My Life as a Zucchini (PG-13) Nominated for the Oscar for Best Animated Feature, Claude Barras’ film is about an orphaned French boy (voiced by Gaspard Schlatter) who learns to make new friends in his orphanage. Additional voices by Sixtine Murat, Pauline Jaccoud, Michel Vuillermoz, Raul Ribera, Estelle Hennard, and Elliot Sanchez. (Opens Friday in Dallas)

The Other Half (NR) This romance stars Tatiana Maslany as a bipolar waitress who tries to find happiness with a grieving man (Tom Cullen). Also with Diana Bentley, Henry Czerny, Suzanne Clément, and Mark Rendall. (Opens Friday at AMC Grapevine Mills)

The Ottoman Lieutenant (R) A lot of stunning shots of the Turkish countryside are the most this movie has to offer. Hera Hilmar stars as an American nurse who volunteers at a medical clinic in eastern Anatolia in 1916, just in time for World War I and the Armenian genocide, and just to be romantically torn between the idealistic doctor (Josh Hartnett) who runs the clinic and the dashing Turkish army officer (Michiel Huisman) from the title.
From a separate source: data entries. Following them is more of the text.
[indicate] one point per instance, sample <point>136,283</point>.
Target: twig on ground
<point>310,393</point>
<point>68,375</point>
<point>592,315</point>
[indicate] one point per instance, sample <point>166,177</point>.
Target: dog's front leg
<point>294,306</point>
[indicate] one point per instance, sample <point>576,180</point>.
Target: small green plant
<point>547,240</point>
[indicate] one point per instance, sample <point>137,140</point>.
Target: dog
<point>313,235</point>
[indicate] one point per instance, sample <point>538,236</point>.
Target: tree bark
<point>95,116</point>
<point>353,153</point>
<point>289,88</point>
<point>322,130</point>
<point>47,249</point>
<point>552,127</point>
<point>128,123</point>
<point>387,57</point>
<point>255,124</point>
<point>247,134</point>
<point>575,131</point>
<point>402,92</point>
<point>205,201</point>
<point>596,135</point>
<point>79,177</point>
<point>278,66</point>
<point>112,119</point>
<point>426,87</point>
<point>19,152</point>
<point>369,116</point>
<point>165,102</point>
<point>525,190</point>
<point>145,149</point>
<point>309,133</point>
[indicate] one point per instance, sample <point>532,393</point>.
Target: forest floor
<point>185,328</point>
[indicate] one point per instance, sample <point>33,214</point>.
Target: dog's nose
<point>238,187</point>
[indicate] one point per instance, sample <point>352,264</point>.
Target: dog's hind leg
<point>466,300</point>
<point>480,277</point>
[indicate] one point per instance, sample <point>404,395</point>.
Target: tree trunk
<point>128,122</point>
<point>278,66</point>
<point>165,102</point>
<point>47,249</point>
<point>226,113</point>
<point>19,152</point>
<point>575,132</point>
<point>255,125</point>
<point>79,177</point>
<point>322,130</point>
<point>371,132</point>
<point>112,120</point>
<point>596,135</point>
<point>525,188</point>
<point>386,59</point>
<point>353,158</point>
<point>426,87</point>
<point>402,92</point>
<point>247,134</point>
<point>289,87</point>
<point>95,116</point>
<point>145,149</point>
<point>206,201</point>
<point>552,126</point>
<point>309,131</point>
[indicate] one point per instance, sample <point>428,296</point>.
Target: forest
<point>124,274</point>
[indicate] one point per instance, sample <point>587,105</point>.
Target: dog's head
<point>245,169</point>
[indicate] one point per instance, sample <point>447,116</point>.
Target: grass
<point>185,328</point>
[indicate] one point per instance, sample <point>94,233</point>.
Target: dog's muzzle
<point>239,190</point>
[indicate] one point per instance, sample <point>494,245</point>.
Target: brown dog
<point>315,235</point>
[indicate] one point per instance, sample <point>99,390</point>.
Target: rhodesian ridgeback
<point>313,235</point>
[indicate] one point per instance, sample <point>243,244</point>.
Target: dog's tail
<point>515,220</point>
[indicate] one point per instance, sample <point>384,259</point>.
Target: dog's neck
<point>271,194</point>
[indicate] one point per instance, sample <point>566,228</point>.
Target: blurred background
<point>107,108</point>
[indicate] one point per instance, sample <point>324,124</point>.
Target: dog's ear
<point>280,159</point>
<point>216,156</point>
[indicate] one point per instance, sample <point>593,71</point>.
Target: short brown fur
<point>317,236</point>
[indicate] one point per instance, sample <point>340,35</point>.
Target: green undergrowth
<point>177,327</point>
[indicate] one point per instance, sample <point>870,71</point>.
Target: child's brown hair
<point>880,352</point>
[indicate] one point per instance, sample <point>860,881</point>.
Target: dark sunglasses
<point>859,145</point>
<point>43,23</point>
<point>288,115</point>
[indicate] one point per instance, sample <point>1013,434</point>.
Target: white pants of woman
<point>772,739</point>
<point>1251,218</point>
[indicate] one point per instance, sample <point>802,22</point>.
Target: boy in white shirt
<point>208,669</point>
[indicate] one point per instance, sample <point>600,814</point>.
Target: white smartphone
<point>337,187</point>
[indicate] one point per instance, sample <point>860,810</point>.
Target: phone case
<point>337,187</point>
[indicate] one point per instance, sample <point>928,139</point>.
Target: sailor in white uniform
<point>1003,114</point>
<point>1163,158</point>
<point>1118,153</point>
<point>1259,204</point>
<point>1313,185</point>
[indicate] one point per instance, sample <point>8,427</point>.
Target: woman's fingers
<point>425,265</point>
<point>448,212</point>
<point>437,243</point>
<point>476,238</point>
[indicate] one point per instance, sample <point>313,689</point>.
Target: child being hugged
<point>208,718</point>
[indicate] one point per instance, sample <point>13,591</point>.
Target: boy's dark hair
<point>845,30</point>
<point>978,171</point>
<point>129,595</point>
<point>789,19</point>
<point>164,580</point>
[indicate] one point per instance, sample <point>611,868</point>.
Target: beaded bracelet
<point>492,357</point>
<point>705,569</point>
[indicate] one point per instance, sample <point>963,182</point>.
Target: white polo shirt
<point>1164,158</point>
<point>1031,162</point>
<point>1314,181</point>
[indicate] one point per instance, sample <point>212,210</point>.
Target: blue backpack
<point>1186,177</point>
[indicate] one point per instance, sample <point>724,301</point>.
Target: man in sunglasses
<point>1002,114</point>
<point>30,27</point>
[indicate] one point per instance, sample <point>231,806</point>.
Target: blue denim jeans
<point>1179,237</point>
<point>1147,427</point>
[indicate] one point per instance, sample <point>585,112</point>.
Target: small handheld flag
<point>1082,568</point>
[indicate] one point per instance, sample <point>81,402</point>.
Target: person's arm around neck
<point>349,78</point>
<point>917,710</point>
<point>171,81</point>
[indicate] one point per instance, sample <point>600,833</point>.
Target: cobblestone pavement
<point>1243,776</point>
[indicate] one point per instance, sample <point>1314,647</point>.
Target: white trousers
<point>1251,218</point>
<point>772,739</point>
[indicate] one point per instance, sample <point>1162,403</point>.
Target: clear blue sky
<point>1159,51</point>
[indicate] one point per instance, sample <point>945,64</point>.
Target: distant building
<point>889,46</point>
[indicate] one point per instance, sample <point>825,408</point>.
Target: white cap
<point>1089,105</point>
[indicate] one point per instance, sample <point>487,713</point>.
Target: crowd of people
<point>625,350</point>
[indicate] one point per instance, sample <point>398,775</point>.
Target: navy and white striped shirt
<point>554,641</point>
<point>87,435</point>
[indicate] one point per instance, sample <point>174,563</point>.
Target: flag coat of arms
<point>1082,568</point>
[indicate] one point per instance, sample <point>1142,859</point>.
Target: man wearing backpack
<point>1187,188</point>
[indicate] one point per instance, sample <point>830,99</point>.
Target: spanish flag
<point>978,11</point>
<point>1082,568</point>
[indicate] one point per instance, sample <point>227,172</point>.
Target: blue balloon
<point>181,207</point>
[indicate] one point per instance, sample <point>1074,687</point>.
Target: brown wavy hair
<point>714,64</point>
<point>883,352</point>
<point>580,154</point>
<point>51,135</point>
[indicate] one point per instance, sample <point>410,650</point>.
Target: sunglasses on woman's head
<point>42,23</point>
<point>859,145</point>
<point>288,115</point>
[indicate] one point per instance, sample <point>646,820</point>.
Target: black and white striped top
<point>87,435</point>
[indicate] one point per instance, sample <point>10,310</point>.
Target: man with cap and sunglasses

There are a couple of decent action sequences with Huisman at the center, but the apple-cheeked Icelandic newcomer Hilmar is as dynamic as a glop of skyr at the center of this. Try as he might, director Joseph Ruben (Return to Paradise) can’t infuse this romantic epic with any of the urgency that the subject requires. Also with Ben Kingsley, Affif ben Badra, Selçuk Yöntem, Eliska Slansky, Hasan Say, and Haluk Bilginer. (Opens Friday at AMC Grapevine Mills)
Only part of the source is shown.